Tighe has stated emphatically in the past that what she and her people do is warfighting, not tech support. We need to overcome a complacency born of operating in an uncontested environment, she said today, where networks both wired and wireless were seen as mere conveniences, not vulnerabilities. “We’re not in that world anymore,” she said. “All you have to do is read the newspaper to know the volume and velocity of the adversary actors that are out there.”

Many “attacks” on the Defense Department are actually mindless criminal malware, she said, not actually aimed at DoD. These automated hacking tools that probe one network after another after another without ever intending to target the military. They’re looking for account numbers and other mundane targets of theft. But such low-level threats raise the background noise in which more sophisticated actors can hide, she said. As a result, it’s crucial to “rapidly triage” intrusions so cyber defenders can focus on the major dangers. Doing so will require a new combination of sensors, software roadblocks, and analytical power — what Tighe calls “cyber situational awareness.”

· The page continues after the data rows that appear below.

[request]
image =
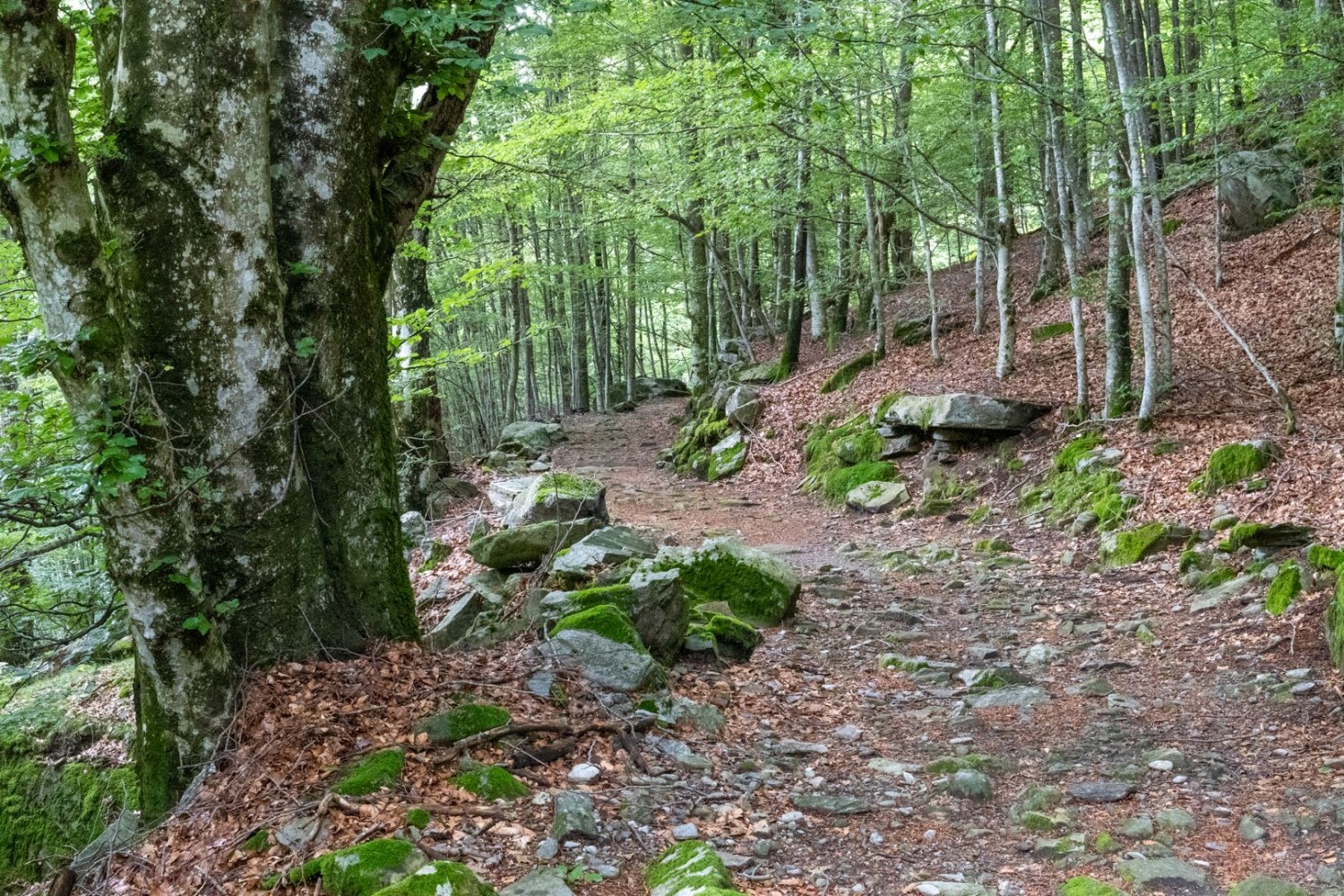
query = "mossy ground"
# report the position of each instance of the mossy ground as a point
(691, 866)
(1088, 887)
(605, 619)
(51, 809)
(440, 879)
(363, 869)
(1133, 546)
(1228, 465)
(491, 783)
(1067, 493)
(375, 771)
(849, 373)
(760, 589)
(1284, 589)
(462, 721)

Once Tighe’s team have identified the threat, however, they need to tread carefully while combatting it. The collateral damage of fighting an intrusion — for example, by isolating an infected portion of the network or shutting down servers to patch vulnerable software — could potentially “shut down the Navy,” she said. “All the other operational commanders’ missions ride atop the capability that we bring, and the decisions that I have to make to defend the network potentially affect their ability to carry out their mission.”

In addition to discussing cyber defense, Tighe talked — a little — about the shadowy offensive side. Cyber weapons have to follow the same laws of war as physical ones, she said, such as minimizing collateral damage, and inflicting proportionate damage. They also need to be integrated into physical operations as one more option among many.

But cyber weapons must be much more “tailored” to a specific target than physical ones, Tighe said. A missile will explode with same force against whatever it hits, but hacking exploits highly specific vulnerabilities of the target. (Stuxnet is the prime example here). Two enemy computers sitting side by side might react completely differently to the same attack, depending on, say, which software patches each one has installed.

“A missile might blow up a bridge in Country A and Country B, but largely cyber doesn’t work that way,” Tighe told me after the roundtable. “You need a lot more and better intelligence, and you need [to] predict the effect that you’re gonna have.”

What about the way the attack propagates from one computer to the next, I asked potentially beyond your original intended target? Isn’t that essentially unpredictable? “That has to be knowable, and it can be knowable,” Tighe said.

But don’t these complex second-, third- and fourth-order effects get rapidly into the realm of chaos theory? The admiral laughed out loud. “I love chaos theory,” she said. “It’s my favorite, actually. That’s why I’m in this business.”